Having a physical reminder of our history can also give us a greater appreciation for how people lived in the past (think hardwood, backless, benches instead of a reclining La-Z-Boy, or a communal bench toilet a la Pompeii versus individual bathroom stalls today with hot running water). Keeping history alive in the present can also help make the past more real, or relatable. If you walk through Pompeii you can see ancient graffiti for or against some gladiators…people still communicate via graffiti today.
Yes, in America we have a history, and in many places parts of it are preserved (like in Philadelphia and Boston), but more frequently the impetus is on being new and modern. This is all within reason of course. After the San Francisco earthquake, the city naturally had to be rebuilt. After 9/11 there was a lengthy discussion about what to do at Ground Zero and ultimately the decision to rebuild was made. As new technologies and safety standards emerge, much of the time they should be integrated into daily life (think 1905 tenements versus today’s apartment buildings, or using electric lights instead of candles in a printshop). However, there is definitely a time and place to preserve history and to keep it alive.
So how can we keep history alive? Don’t tear it down and don’t build over it. Don’t act like it doesn’t matter just because it’s in the past, and don’t act like it didn’t happen even if it is a sensitive topic/event. Teach it in school. Understand how it relates to us, and affects us, in the present. In Rwanada, some buildings still bear the scars of the genocide as a memorial to victims. Fragments of the Berlin Wall remain; in London the outer walls of some museums still have the damage caused by bombs dropped during WW2 (as seen in the pictures above and below I took while studying abroad in London); Auschwitz still stands as a stark reminder of what people have done to each other and what we are capable of surviving.

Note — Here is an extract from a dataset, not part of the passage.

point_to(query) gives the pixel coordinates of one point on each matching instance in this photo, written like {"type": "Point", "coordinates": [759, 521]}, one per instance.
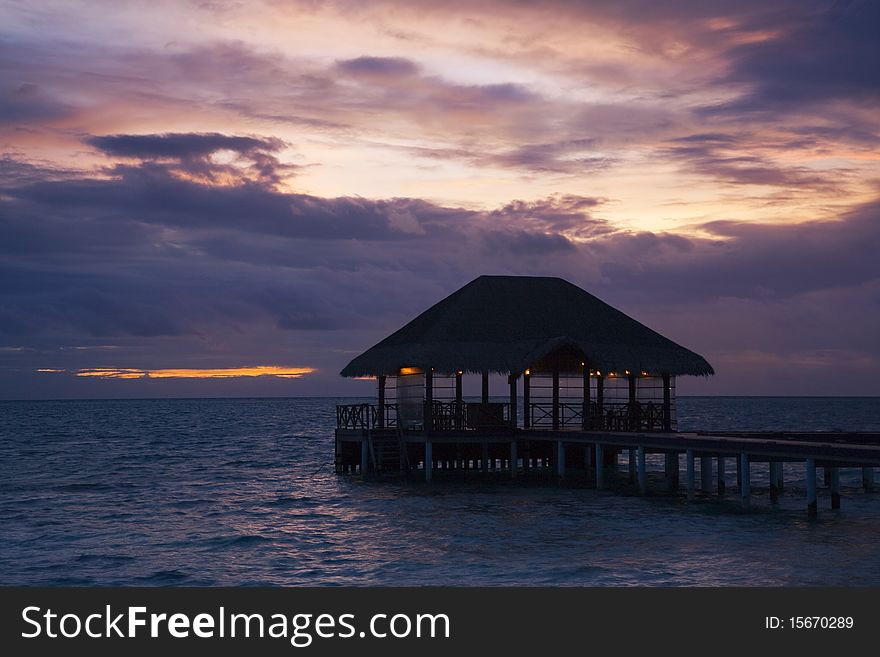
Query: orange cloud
{"type": "Point", "coordinates": [192, 373]}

Sometimes you need appreciate the dichotomy of standing in front of an 80-story skyscraper which is next to a bakery that has been operating for 150 years while retaining as much of its history and authenticity as possible. It’s nice to have that reminder of how far we’ve come, yet how similar we are to our historical counterparts–who doesn’t like a cinnamon roll, whether in 1780 or 2016 🙂 It’s also nice to think that if we put a little effort into preserving even just a bit of history, and keeping a bit of the past alive, future generations might do the same for us.